La réelle proposition de valeur réside dans cette offre innovante de transactions bancaires sans frais. En effet, chaque ordre d’achat ou de vente des particuliers passe par un intermédiaire, généralement une banque ou une plateforme spécialisée (comme Boursorama). A chaque ordre, des frais sont facturés aux clients. En réalité, seule une très maigre partie de ces frais correspondent aux coûts réels de la transaction sur le marché financier : la majeure partie du montant est une commission qui va directement aux intermédiaires.

La solution que propose Robinhood consiste donc à supprimer ces intermédiaires, en étant directement accrédité par l’agence de régulation des marchés boursiers américains.  A noter donc que l’application ne pourra fonctionner dans un premier temps que sur des valeurs américaines, mais les autres places financières majeures lui accorderont sans doute leur confiance au vu du succès auquel l’application est promise.

Un marché en théorie plus large que la population des petits porteurs actuels

Il est important de souligner la portée sociologique de cette application. A l’heure actuelle, se lancer en bourse nécessite une mise de départ conséquente pour la simple et bonne raison que l’importance des frais de transactions nécessite un bénéfice substantiel pour être rentable à terme.

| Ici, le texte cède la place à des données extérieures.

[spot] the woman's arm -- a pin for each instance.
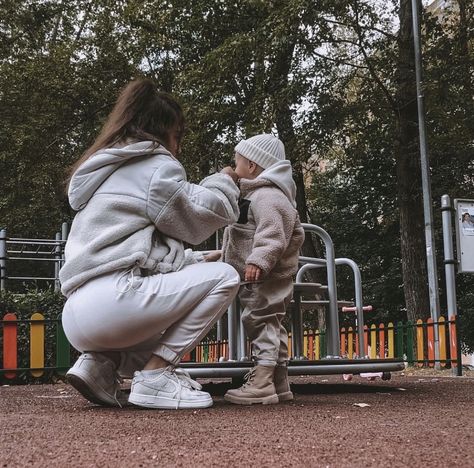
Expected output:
(191, 212)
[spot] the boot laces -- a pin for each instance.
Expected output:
(249, 376)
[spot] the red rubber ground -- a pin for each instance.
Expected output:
(429, 423)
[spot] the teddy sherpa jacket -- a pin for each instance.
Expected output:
(268, 233)
(135, 207)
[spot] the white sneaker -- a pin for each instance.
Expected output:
(168, 388)
(94, 376)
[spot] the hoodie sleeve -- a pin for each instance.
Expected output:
(274, 220)
(190, 212)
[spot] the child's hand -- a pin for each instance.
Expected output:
(213, 256)
(230, 172)
(252, 272)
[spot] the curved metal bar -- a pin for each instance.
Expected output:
(357, 290)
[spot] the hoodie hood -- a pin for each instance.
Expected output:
(92, 173)
(279, 174)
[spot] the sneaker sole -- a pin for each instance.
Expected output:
(90, 391)
(286, 396)
(150, 401)
(270, 400)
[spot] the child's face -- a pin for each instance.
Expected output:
(244, 168)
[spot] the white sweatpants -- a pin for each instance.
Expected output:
(164, 314)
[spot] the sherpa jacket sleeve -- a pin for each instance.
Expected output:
(274, 224)
(190, 212)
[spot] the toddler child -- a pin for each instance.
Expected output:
(263, 246)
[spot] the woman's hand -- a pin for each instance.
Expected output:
(230, 172)
(252, 272)
(213, 256)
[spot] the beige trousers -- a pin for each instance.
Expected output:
(264, 307)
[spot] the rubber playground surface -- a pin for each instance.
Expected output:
(411, 420)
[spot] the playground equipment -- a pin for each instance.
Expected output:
(306, 295)
(33, 250)
(464, 263)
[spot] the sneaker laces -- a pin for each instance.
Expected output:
(118, 391)
(130, 273)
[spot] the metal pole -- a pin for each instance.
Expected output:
(449, 260)
(3, 259)
(425, 178)
(232, 331)
(333, 316)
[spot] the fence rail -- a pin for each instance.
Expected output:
(36, 347)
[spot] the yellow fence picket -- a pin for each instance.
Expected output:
(350, 343)
(382, 341)
(419, 343)
(317, 345)
(373, 341)
(37, 344)
(442, 341)
(305, 345)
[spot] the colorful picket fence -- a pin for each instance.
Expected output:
(22, 335)
(413, 342)
(24, 344)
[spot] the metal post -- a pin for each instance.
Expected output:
(232, 330)
(3, 259)
(425, 178)
(242, 335)
(449, 264)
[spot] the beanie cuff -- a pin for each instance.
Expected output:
(256, 155)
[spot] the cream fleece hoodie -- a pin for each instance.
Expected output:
(268, 233)
(135, 207)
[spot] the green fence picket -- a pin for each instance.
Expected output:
(63, 349)
(399, 329)
(322, 343)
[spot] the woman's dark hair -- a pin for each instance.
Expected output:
(141, 113)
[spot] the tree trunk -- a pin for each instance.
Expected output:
(409, 175)
(278, 82)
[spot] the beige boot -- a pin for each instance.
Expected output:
(258, 388)
(282, 387)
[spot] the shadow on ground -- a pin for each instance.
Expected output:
(219, 389)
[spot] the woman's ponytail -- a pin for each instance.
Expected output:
(141, 113)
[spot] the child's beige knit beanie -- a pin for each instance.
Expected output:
(264, 150)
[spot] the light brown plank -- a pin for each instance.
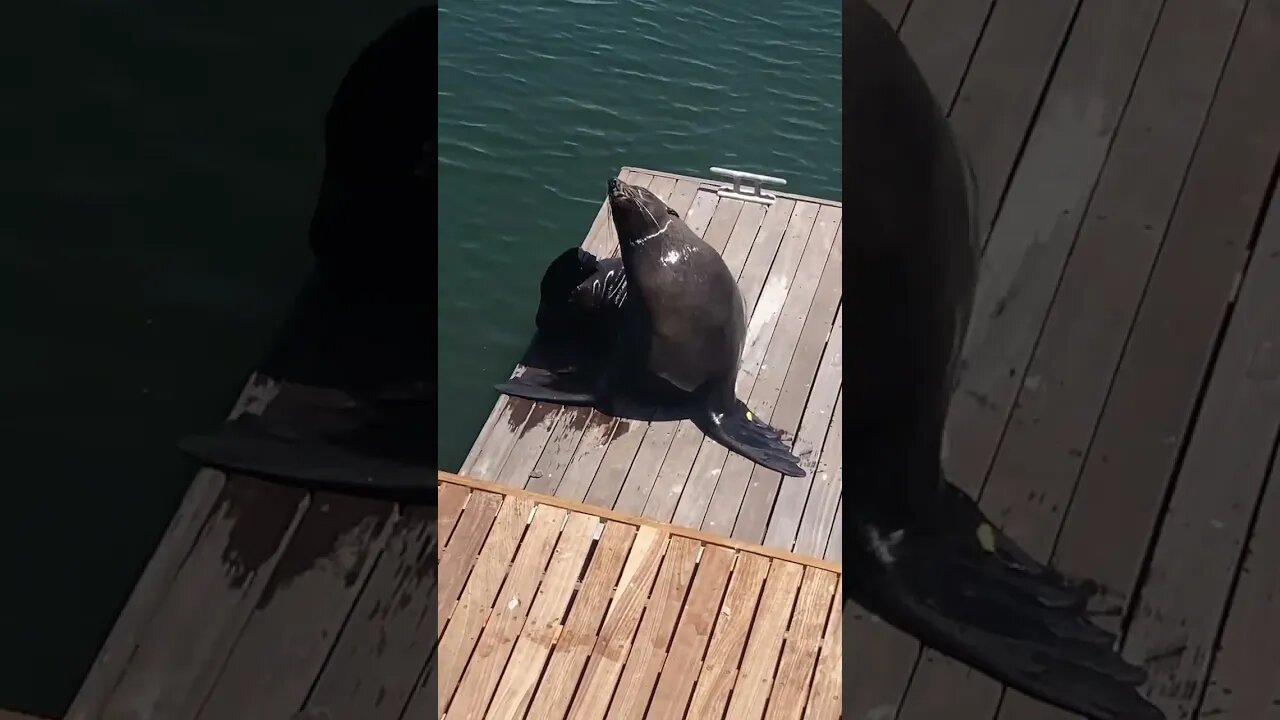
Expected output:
(1207, 523)
(461, 630)
(824, 695)
(685, 657)
(554, 692)
(804, 641)
(534, 645)
(728, 638)
(759, 662)
(507, 618)
(621, 620)
(460, 556)
(649, 650)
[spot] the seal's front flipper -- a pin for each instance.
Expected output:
(964, 588)
(547, 386)
(740, 431)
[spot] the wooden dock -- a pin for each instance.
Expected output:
(1119, 414)
(1121, 396)
(787, 259)
(606, 615)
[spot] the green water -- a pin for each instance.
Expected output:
(542, 101)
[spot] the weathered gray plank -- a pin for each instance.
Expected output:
(391, 632)
(150, 589)
(1002, 87)
(1160, 376)
(302, 607)
(1243, 683)
(638, 486)
(789, 372)
(206, 605)
(1216, 491)
(766, 278)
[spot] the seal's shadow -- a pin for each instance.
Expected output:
(583, 365)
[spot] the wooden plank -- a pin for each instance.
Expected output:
(496, 441)
(525, 463)
(1160, 376)
(1037, 227)
(461, 630)
(206, 605)
(534, 642)
(650, 450)
(680, 531)
(617, 484)
(1002, 87)
(1243, 683)
(790, 369)
(449, 504)
(172, 550)
(458, 557)
(685, 656)
(302, 607)
(685, 492)
(1120, 222)
(824, 695)
(554, 692)
(824, 493)
(508, 615)
(654, 636)
(728, 638)
(804, 642)
(836, 540)
(760, 660)
(698, 218)
(621, 620)
(391, 632)
(942, 36)
(713, 505)
(894, 10)
(1208, 520)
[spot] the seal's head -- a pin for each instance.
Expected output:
(639, 215)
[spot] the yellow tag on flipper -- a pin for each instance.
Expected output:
(987, 537)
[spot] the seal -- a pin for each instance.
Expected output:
(664, 323)
(351, 373)
(919, 552)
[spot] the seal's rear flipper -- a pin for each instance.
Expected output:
(547, 386)
(960, 586)
(740, 431)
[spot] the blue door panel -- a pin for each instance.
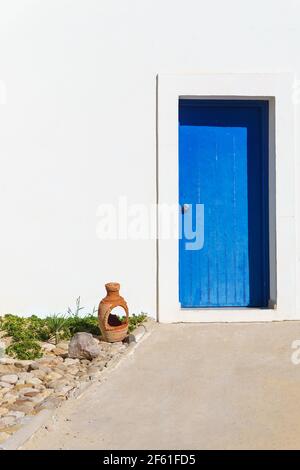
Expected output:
(223, 165)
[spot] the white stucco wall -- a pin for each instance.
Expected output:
(78, 128)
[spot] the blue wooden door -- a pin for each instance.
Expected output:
(223, 168)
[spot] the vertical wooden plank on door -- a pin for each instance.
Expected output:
(222, 158)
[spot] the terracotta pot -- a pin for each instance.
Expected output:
(111, 328)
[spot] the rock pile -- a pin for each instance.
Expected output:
(28, 386)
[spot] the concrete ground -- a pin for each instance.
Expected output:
(191, 386)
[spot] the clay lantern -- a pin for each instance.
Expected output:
(112, 329)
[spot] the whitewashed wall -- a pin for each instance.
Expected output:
(77, 128)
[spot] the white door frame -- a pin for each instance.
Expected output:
(277, 88)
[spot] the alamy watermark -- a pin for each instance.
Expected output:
(124, 221)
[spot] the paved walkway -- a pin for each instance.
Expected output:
(191, 386)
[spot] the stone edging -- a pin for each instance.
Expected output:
(20, 437)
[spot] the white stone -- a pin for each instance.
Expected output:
(7, 360)
(7, 421)
(16, 414)
(10, 378)
(3, 436)
(5, 385)
(33, 381)
(70, 361)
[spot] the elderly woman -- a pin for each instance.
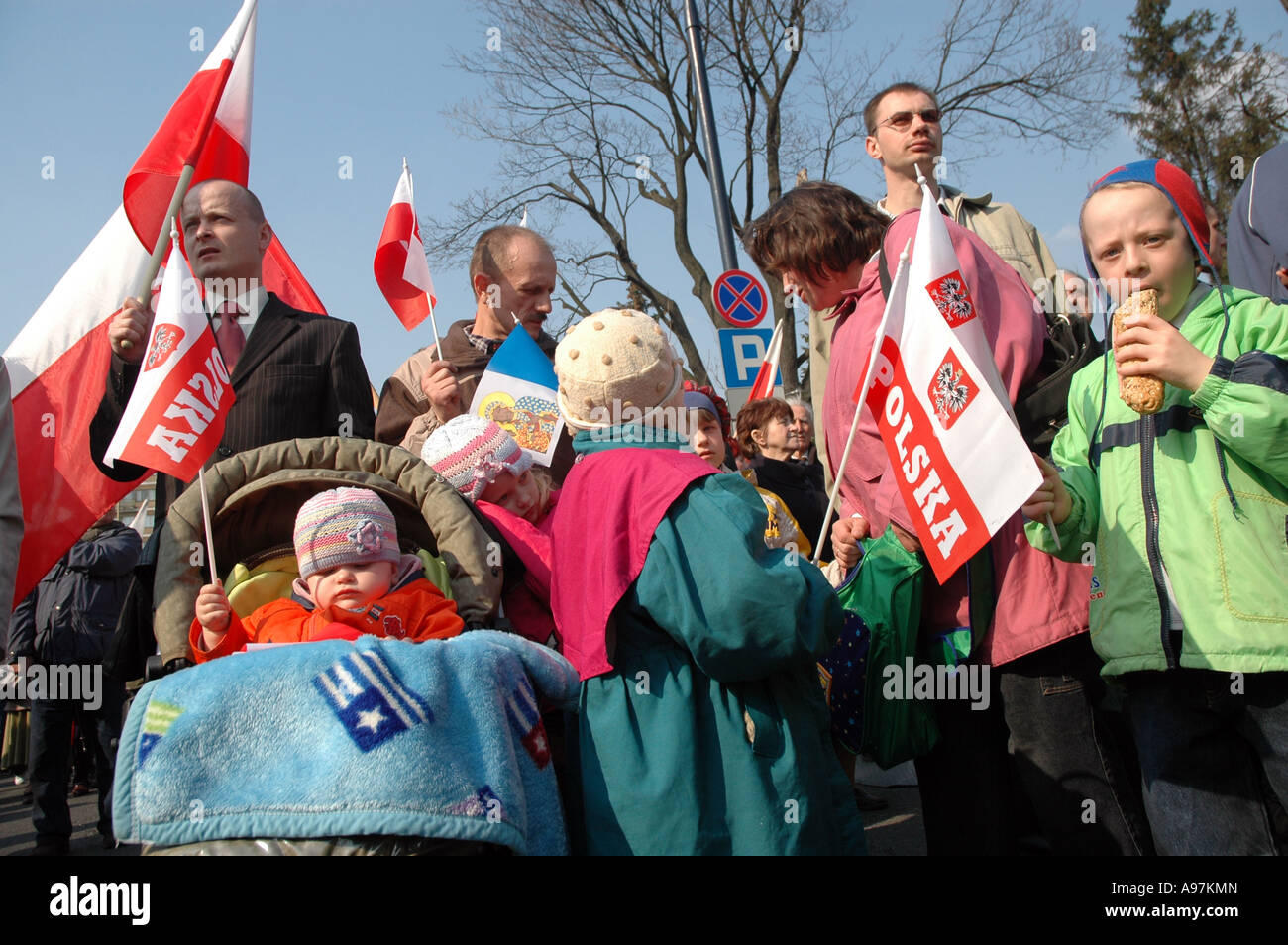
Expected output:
(765, 435)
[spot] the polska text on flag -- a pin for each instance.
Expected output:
(961, 465)
(518, 393)
(400, 267)
(58, 362)
(175, 416)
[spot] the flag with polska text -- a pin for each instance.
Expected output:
(961, 464)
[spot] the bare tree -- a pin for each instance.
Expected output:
(593, 108)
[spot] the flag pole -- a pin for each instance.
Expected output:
(205, 516)
(863, 391)
(433, 322)
(189, 166)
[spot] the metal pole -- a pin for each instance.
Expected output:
(715, 171)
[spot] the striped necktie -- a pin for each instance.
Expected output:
(228, 335)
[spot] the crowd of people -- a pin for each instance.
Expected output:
(1128, 618)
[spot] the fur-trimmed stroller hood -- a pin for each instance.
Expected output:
(256, 494)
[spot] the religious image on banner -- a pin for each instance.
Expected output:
(518, 394)
(175, 415)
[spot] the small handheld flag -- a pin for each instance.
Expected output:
(400, 267)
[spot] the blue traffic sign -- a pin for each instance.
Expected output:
(739, 299)
(742, 352)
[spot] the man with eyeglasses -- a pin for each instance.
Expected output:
(903, 132)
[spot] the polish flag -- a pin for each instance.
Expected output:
(58, 362)
(209, 127)
(175, 415)
(767, 377)
(400, 269)
(944, 417)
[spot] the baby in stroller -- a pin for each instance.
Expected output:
(353, 580)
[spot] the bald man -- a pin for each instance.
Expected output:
(295, 373)
(511, 277)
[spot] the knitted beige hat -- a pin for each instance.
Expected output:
(612, 362)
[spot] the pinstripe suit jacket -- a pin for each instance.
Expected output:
(299, 374)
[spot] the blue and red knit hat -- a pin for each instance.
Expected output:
(1176, 185)
(344, 527)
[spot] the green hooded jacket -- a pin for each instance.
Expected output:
(1159, 503)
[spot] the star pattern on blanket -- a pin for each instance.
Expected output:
(369, 699)
(372, 718)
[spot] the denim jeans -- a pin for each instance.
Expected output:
(1203, 747)
(51, 761)
(1031, 763)
(1073, 755)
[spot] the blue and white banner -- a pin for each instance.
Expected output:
(518, 393)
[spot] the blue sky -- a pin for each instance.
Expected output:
(88, 82)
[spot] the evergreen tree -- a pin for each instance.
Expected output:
(1207, 102)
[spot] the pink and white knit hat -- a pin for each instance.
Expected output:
(344, 527)
(471, 452)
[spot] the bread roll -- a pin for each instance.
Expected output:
(1144, 394)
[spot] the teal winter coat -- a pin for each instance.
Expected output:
(709, 734)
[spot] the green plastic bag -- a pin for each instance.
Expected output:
(887, 593)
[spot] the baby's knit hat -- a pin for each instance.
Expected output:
(613, 361)
(471, 452)
(344, 527)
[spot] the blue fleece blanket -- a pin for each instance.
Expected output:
(338, 739)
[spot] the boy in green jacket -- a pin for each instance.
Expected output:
(1185, 515)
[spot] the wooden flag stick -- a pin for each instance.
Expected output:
(411, 196)
(205, 515)
(863, 394)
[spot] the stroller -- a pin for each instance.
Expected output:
(334, 747)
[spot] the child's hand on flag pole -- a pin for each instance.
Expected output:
(846, 535)
(128, 331)
(438, 385)
(213, 614)
(1051, 498)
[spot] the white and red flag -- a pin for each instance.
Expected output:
(767, 377)
(58, 362)
(944, 417)
(175, 415)
(400, 267)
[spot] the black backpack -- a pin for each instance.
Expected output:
(1042, 406)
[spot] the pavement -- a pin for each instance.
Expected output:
(17, 836)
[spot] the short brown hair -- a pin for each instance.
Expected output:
(870, 110)
(755, 415)
(490, 248)
(815, 230)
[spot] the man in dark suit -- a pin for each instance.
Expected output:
(295, 373)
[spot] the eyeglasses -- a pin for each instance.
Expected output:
(902, 121)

Cependant si cette barrière d’entrée dans le monde de la bourse est levée, il n’y a virtuellement aucune contrainte quant aux montants investis. Par conséquent, n’importe qui pourrait décider d’investir en bourse sans se soucier de l’importance de sa mise initiale. Ainsi toute personne possédant un Smarthpone et quelques deniers à investir représente une cible potentielle de ce nouveau marché.

Les Etats-Unis sont un marché tout trouvé pour cette application, ou l’investissement en Bourse ou dans le capital des start-ups est habituel. En France, l’immobilier et le livret A restent les placements préférés des particuliers. A terme, ce genre d’innovations pourrait ainsi révolutionner le rapport que les Français entretiennent avec les marchés financiers.

Quel Business Plan pour une application gratuite ?

Comment cette start-up compte-t-elle gagner de l’argent en fournissant gratuitement un service traditionnellement payant ? Il existe en réalité quatre sources de profits potentiels :

  • Facturer l’accès à l’API, en laissant d’autres applications « construire » par-dessus le système, en échange par exemple de l’achat d’une licence.
  • Proposer des crédits payants aux utilisateurs
  • Faire payer les utilisateurs pour les frais de garde de leurs titres
  • Recevoir directement de l’argent des marchés financiers : pour faire simple, les différents acteurs et institutions financières ont tout intérêt à garder les marchés fluides, et  rémunérer les intermédiaires (ici Robinhood) pour acheminer les ordres des clients sur leurs marchés.

Si l’on considère que les frais de structure de la start-up sont ridiculement faibles à côté d’un broker « brick and mortar » classique, l’application Robinhood pourrait s’avérer tout à fait rentable à moyen terme.

Attendue avec impatience début 2014, cette application bien que prometteuse sur le papier devra faire ses preuves. L’adoption des utilisateurs et sa capacité technique à supporter le volume des transactions seront sans doute les deux pierres angulaires de sa réussite… ou de son échec.

Il y a quelques années, une application similaire nommée Zecco avait vu le jour en 2006 avec un projet quasi identique, mais les sources de profits énumérées ci-dessus se sont avérées trop maigres pour alimenter un système qui nécessitait de plus en plus d’investissements en termes de performances et d’infrastructures pour supporter l’énorme demande. Rapidement, Zecco a du abandonner la gratuité pour devenir au final un intermédiaire comme les autres.

Espérons que le temps donnera raison aux créateurs de Robinhood, et rendez-vous mi-2014 pour le verdict final.